Imagine dormir e acordar no dia seguinte transformado em um inseto gigante. Imaginou? Parece absurdo, não é? Façamos outro exercício. Você está em casa, assiste a um vídeo na rede social de um político em defesa inflamada de uma ideia, aplaude o posicionamento e vai dormir. Na manhã seguinte, ele está filiado a outra legenda que defende o oposto do pensamento que fez você bater palmas na noite anterior. Que te parece?
Franz Kafka, escritor tcheco, é o dono da ideia de um personagem que vivia apenas para o trabalho mantenedor de sua família e que se vê transformado em inseto gigante. A narrativa de “A Metamorfose”, publicado em 1915, é uma hipérbole da existência humana e uma reflexão sobre identidade capaz de ser aplicada ao permanente movimento, na forma e no conteúdo, de parte dos representantes públicos e de políticos brasileiros.
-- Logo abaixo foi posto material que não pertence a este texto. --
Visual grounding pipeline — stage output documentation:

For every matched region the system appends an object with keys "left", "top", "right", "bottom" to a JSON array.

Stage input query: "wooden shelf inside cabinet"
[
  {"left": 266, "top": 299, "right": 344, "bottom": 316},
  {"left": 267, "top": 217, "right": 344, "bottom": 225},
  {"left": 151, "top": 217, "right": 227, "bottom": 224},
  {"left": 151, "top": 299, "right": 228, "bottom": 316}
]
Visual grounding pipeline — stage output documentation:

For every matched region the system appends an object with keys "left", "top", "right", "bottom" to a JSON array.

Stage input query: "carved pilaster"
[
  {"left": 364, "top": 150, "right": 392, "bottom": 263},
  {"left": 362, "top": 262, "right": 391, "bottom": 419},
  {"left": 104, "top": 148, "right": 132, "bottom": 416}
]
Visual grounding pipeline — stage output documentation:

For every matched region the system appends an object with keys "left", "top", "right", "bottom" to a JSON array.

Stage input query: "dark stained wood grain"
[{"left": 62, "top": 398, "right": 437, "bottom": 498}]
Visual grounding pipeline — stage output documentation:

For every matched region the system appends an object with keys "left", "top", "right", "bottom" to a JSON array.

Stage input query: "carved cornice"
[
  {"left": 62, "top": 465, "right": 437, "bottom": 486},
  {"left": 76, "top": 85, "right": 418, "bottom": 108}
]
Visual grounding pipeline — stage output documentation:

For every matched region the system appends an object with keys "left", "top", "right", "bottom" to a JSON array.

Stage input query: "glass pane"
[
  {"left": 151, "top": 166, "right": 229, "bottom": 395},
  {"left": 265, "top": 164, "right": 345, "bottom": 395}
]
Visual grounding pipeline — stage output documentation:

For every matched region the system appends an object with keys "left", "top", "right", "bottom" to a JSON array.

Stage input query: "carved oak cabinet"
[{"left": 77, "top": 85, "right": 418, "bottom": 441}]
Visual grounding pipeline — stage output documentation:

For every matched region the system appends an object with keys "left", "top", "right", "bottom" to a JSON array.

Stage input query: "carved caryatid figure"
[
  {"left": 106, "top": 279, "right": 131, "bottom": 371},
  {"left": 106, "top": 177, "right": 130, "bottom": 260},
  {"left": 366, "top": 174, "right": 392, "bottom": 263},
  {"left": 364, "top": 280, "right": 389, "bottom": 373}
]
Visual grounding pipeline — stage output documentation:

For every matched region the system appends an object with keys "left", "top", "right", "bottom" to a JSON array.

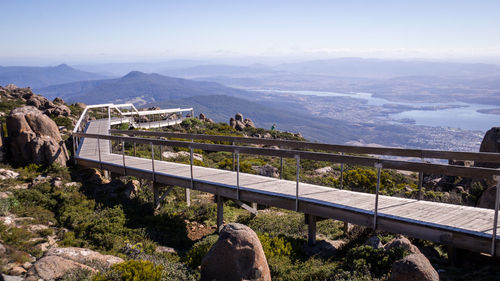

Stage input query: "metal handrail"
[
  {"left": 109, "top": 129, "right": 500, "bottom": 163},
  {"left": 73, "top": 130, "right": 500, "bottom": 178}
]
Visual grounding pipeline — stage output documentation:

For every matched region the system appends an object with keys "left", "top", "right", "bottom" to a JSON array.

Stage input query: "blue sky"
[{"left": 0, "top": 0, "right": 500, "bottom": 65}]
O protagonista Gregor Samsa é a metáfora literária de muitos agentes públicos que, por receio de verem seus mandatos ameaçados no futuro, saltam pela primeira janela partidária aberta para manutenção de seu próprio status quo. Em Natal, por exemplo, ao menos 13 vereadores, do total de 29, devem ter novo destino antes das eleições de 2024. Mudanças já realizadas, sinalizadas ou especuladas. Há pré-candidato à Prefeitura do Natal que mudou não apenas de partido, mas também saltou de um extremo ideológico a outro, situações que dificilmente aconteceriam sob a ordem natural das coisas se preservada uma lógica não-egocêntrica.
Episódios como os citados acima são recorrentes, especialmente, depois da criação formal da janela partidária na reforma eleitoral de 2015. O período está previsto na Lei dos Partidos Políticos (Lei nº 9.096/95) e beneficia candidatos eleitos em pleitos proporcionais (vereadores, deputados estaduais, federais e distritais) e que estão em fim de mandato em todo o país. Obviamente, a defesa não é pela fidelidade irrevogável, mas pela coerência nas mudanças.
A janela partidária, criada com o objetivo de criar uma fidelidade, apenas formalizou o “pula-pula” entre partidos. Atualmente, no país, são 29 legendas. Em sua imensa maioria, partidos com construções programáticas genéricas, sem representatividade expressiva, loteados por grupos específico e que servem apenas à barganha. Ninhos para os insetos gigantes metafóricos “passarem uma chuva”.
Eis que nos deparamos com um paradoxo: se por um lado a solução é uma reforma política que reduza partidos e crie travas reais para negociatas de apoios lá e cá, são justamente aqueles beneficiados pelas brechas na cerca os que tem o poder para realizar as reformas estruturais no sistema político brasileiro. Até aqui, poucos mostram interesse em transformar o que, de fato, importa. E diferente do fim da história fantástica “kafkiana”, quem perece são os outros. O inseto gigante continua vivo, forte, feliz e saltitante pela liberdade de saltar como quer e bem entende.